Ma, dopo alcuni mesi, il re chiese dei cani e Renzolla, vedendosela brutta, corse di nuovo dalla fata e un vecchietto incontrato sulla porta, che era il portiere, le chiese: "Chi sei e che vuoi? ". E Renzolla, sentita questa strana domanda, gli disse: "Non mi riconosci, barba di capra?". "A me con il coltello?", rispose il vecchio, "il ladro insegue lo sbirro! stai lontano che mi sporchi, disse il calderaio! gettati avanti, per non cadere! io barba di capra? tu sei barba di capra e mezza, perché per la tua presunzione ti meriti questo e anche peggio; e aspetta un poco, sfacciata presuntuosa, che adesso ti illumino e vedrai come ti hanno ridotto la tua boria e le tue pretese". Dicendo così corse in una cameretta e, preso uno specchio, lo mise davanti a Renzolla, e lei, quando vide quella brutta faccia pelosa, stava per crepare di spasimi, neanche Rinaldo aveva provato tanta angoscia vedendosi nello scudo incantato così trasformato da com'era, quanto dolore provò lei vedendosi tanto contraffatta al punto di non riconoscersi. Il vecchio le disse: "Ti devi ricordare, Renzolla, che sei figlia di un contadino e che la fata ti aveva portato al punto di essere regina, ma tu sciocca, tu scortese e ingrata, non ringraziandola affatto di tanti favori, l'hai considerata un cesso senza mostrarle un solo segno di affetto. Per questo prendi e spendi, afferra questo e torna per il resto! sei ridotta come meriti, guarda che faccia hai, guarda dove sei finita per la tua ingratitudine, per la maledizione della fata hai non solo cambiato faccia ma anche condizione. Ma, se vuoi fare come ti dice questa mia barba bianca, entra a trovare la fata, gettati a suoi piedi, strappati queste ciocche, graffiati questa faccia, battiti questo petto e chiedile perdono delle tue cattive maniere verso di lei, perché lei, che è di polmone tenerello, si muoverà a compassione delle tue sciagure".

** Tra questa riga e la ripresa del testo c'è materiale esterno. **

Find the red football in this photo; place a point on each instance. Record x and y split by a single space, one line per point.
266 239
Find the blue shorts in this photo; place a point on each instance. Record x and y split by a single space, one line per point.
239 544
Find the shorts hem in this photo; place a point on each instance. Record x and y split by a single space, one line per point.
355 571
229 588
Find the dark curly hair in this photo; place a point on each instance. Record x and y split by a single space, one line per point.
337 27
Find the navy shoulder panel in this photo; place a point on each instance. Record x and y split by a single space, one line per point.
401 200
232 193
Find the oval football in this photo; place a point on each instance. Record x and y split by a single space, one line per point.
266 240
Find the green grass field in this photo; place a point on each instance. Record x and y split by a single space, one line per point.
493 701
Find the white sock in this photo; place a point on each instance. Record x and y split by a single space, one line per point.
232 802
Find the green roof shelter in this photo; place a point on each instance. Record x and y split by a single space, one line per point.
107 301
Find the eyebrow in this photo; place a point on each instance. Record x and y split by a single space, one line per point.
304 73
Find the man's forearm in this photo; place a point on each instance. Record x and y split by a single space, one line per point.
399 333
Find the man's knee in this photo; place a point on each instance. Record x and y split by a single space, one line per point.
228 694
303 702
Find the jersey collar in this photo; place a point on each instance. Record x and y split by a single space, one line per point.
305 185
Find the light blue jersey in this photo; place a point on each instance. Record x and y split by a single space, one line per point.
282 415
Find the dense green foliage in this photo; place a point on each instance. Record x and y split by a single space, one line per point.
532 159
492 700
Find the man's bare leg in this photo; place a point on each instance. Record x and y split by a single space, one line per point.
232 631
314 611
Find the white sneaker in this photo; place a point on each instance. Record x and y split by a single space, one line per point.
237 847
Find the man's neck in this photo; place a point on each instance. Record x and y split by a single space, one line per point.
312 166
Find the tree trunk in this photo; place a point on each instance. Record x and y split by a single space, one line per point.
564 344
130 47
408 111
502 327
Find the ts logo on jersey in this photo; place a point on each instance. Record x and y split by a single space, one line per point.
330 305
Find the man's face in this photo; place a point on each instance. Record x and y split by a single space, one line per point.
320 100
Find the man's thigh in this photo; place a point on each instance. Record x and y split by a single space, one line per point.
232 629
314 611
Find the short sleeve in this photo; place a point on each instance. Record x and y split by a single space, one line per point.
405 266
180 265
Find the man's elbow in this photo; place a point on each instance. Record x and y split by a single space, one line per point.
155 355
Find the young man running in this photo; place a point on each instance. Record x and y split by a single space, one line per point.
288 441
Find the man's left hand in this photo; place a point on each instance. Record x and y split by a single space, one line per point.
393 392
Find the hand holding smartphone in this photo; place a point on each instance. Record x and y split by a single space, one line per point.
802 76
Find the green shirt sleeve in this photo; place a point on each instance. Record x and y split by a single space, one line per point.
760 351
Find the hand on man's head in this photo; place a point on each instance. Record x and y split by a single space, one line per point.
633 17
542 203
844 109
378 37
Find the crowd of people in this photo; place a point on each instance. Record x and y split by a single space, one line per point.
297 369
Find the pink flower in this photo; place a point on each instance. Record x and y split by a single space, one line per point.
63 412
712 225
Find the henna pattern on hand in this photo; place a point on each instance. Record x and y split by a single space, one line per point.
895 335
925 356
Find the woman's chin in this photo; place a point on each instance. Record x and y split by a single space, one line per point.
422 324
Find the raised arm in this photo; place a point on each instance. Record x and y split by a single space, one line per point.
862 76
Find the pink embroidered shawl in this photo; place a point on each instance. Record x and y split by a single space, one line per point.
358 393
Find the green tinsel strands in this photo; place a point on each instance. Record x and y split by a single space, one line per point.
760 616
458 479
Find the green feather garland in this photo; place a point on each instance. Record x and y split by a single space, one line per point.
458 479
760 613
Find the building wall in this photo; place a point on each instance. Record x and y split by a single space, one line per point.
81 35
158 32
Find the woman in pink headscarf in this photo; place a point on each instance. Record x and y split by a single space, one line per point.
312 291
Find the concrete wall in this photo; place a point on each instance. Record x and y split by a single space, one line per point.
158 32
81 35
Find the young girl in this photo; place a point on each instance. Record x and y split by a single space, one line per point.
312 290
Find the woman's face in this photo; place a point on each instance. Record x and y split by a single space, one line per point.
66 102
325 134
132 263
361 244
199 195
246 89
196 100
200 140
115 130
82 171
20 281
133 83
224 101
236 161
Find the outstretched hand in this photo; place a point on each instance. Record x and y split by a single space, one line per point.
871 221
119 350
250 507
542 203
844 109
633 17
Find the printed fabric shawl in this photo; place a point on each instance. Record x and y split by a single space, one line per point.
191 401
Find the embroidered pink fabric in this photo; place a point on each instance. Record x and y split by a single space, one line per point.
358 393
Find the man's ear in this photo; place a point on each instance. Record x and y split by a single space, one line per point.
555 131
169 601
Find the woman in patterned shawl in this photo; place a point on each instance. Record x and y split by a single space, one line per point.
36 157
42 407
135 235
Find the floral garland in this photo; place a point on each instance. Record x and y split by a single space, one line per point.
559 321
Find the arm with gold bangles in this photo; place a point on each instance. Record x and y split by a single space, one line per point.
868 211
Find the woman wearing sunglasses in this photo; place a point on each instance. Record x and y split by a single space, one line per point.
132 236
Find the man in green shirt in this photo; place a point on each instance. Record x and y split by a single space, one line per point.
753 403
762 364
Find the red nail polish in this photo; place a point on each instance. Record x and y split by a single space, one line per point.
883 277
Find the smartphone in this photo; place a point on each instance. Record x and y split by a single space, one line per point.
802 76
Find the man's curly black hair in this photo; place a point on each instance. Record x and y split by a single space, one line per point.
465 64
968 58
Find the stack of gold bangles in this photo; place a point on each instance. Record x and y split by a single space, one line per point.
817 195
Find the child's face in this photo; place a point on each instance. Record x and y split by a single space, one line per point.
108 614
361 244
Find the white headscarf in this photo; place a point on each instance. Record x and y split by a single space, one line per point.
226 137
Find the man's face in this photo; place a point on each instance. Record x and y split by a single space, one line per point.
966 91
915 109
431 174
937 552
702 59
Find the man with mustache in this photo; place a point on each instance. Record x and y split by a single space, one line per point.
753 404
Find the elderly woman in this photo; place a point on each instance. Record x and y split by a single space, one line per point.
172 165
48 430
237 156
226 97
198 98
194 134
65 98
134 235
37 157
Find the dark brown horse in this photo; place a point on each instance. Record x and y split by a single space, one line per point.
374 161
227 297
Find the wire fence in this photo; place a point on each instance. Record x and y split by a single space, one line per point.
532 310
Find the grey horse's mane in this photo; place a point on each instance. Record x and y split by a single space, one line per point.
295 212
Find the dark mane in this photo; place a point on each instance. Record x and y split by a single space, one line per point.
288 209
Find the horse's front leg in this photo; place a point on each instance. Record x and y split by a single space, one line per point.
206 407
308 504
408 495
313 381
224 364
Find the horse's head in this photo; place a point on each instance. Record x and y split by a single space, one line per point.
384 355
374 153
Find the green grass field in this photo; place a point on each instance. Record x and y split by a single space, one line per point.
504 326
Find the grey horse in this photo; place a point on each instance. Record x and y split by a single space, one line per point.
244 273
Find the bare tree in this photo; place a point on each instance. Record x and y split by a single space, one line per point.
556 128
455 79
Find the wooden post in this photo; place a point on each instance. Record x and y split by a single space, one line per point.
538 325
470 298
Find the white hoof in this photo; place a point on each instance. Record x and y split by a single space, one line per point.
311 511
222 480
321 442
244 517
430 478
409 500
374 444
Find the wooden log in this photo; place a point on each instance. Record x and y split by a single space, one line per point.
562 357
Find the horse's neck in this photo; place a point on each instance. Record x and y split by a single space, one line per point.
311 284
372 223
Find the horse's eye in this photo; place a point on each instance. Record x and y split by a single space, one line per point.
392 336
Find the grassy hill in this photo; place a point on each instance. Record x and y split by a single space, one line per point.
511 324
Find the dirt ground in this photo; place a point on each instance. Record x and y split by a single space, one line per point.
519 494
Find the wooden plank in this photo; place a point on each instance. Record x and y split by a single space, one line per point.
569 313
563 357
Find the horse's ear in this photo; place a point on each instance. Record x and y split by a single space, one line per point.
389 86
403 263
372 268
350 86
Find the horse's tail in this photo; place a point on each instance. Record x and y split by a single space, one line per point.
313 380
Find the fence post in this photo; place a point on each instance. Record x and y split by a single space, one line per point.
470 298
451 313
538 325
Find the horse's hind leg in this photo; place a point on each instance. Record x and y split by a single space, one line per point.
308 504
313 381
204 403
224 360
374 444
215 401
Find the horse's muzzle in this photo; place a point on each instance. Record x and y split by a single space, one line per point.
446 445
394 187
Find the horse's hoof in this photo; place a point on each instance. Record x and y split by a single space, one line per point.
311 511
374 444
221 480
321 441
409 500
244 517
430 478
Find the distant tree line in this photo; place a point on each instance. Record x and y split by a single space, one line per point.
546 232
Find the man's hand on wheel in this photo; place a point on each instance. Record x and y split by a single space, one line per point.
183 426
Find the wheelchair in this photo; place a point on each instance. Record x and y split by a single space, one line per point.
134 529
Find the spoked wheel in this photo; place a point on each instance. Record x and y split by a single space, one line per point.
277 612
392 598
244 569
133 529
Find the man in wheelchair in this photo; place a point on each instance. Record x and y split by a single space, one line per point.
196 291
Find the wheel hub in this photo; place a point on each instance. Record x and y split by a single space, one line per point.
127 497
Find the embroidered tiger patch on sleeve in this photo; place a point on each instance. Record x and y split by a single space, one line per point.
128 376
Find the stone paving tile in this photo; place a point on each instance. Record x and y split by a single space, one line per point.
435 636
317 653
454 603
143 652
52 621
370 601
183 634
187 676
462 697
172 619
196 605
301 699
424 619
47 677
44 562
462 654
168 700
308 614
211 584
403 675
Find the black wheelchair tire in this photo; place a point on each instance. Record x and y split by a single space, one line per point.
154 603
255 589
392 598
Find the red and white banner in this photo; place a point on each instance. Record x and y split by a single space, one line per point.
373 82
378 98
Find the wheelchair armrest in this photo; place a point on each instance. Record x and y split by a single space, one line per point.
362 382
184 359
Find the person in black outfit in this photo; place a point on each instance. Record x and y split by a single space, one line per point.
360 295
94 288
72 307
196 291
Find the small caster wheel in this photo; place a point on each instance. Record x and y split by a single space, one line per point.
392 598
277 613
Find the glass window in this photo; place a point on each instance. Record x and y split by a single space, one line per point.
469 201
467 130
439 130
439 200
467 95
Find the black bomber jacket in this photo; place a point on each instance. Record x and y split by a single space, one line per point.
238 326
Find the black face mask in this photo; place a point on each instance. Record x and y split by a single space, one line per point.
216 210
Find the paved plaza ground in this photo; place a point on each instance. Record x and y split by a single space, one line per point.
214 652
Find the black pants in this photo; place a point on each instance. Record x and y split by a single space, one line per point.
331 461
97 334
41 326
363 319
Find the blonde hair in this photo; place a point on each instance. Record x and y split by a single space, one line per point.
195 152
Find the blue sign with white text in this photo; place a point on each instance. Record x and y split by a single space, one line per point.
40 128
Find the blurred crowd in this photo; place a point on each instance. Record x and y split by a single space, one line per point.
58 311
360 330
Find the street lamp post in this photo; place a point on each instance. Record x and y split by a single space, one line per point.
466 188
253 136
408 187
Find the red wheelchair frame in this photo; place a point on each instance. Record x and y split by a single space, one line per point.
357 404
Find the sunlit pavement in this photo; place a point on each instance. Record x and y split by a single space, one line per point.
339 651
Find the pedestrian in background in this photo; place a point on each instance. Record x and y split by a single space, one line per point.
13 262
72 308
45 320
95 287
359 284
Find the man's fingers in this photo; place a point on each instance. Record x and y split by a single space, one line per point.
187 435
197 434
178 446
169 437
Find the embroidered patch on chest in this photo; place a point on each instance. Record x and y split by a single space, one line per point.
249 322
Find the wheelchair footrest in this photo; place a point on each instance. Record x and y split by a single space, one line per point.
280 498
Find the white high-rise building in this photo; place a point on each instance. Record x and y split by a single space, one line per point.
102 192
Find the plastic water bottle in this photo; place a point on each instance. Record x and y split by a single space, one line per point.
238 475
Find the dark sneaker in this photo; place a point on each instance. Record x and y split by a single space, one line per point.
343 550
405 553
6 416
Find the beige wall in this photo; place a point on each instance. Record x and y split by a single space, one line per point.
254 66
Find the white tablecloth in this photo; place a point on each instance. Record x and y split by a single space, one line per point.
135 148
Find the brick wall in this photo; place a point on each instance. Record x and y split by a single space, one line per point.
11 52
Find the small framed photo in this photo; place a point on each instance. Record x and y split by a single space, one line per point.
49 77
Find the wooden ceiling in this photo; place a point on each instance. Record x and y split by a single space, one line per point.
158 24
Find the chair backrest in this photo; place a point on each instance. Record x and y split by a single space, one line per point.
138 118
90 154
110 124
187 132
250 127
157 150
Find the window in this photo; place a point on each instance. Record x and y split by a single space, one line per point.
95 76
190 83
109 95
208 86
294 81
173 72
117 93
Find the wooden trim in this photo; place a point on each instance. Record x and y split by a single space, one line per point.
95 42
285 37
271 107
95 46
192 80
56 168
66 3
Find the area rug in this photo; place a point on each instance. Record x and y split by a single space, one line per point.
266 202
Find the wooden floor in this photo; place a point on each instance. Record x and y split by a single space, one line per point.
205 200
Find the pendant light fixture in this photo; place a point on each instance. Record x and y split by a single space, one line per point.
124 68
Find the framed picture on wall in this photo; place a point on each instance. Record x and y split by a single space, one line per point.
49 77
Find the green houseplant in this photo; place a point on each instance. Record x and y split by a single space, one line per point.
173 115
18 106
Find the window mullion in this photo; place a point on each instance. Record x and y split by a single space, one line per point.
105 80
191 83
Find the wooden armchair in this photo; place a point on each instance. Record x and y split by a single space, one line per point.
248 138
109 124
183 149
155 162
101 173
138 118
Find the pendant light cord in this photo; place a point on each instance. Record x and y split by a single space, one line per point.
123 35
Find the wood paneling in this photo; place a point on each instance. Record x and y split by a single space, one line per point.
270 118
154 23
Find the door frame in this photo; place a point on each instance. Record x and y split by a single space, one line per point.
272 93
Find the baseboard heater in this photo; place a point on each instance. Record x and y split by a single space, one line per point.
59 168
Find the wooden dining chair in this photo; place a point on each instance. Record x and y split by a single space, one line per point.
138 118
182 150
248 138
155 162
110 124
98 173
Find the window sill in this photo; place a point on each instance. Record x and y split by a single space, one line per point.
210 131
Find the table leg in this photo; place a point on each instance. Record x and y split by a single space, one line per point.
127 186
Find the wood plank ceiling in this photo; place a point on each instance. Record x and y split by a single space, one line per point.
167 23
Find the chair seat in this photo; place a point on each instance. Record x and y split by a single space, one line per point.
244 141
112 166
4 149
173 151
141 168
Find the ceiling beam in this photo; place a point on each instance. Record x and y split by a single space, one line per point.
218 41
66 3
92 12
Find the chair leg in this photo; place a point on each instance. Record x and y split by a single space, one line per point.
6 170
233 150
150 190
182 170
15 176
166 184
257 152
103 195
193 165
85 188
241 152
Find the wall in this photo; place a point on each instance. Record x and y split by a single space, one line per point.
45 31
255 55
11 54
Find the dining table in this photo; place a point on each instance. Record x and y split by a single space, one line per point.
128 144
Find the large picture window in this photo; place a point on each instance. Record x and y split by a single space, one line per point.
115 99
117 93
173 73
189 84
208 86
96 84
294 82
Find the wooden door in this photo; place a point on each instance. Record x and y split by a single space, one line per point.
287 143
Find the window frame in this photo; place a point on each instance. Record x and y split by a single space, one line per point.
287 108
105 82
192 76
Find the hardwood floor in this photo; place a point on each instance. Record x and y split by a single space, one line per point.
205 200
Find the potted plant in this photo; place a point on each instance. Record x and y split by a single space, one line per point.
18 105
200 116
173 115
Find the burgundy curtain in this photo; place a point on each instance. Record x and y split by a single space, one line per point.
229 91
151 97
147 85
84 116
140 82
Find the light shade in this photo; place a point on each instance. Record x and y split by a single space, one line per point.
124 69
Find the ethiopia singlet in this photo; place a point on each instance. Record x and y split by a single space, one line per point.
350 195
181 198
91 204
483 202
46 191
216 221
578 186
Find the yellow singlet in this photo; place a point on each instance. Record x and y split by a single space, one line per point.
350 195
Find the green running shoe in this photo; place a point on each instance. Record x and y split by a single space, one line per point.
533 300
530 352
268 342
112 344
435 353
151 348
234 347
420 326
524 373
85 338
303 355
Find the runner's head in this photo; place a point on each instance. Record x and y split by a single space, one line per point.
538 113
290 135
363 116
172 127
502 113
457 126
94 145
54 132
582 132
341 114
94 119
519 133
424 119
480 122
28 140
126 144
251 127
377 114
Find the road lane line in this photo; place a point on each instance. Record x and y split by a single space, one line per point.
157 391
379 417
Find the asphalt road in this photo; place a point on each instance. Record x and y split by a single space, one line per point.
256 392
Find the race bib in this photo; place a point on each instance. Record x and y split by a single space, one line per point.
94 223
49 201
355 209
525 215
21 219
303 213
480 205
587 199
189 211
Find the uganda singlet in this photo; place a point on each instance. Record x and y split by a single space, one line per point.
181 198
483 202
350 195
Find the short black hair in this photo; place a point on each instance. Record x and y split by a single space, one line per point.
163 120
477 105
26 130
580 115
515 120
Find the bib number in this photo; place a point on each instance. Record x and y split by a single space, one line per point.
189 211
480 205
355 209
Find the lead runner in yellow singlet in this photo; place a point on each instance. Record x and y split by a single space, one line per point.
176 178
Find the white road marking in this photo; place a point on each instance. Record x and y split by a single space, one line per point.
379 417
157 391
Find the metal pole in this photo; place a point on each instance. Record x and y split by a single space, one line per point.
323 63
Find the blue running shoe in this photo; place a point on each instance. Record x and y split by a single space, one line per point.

Renzolla, che si sentì toccare e colpire nel centro, fece come diceva il vecchio e la fata, abbracciandola e baciandola, la fece tornare come era prima e, fattole indossare un vestito carico d'oro, dentro una stupefacente carrozza accompagnata da un branco di servi, la portò al re. E lui, vedendola così bella e lussuosa, l'ebbe cara quanto la vita, dandosi pugni in petto per quanti strazi le aveva fatto sopportare e chiedendole perdono se per quella maledetta faccia di capra l'aveva tenuta in poco conto. Così Renzolla visse contenta, amando il marito, onorando la fata, e mostrandosi grata al vecchio, avendo imparato a proprie spese che

"è stato sempre utile essere cortese".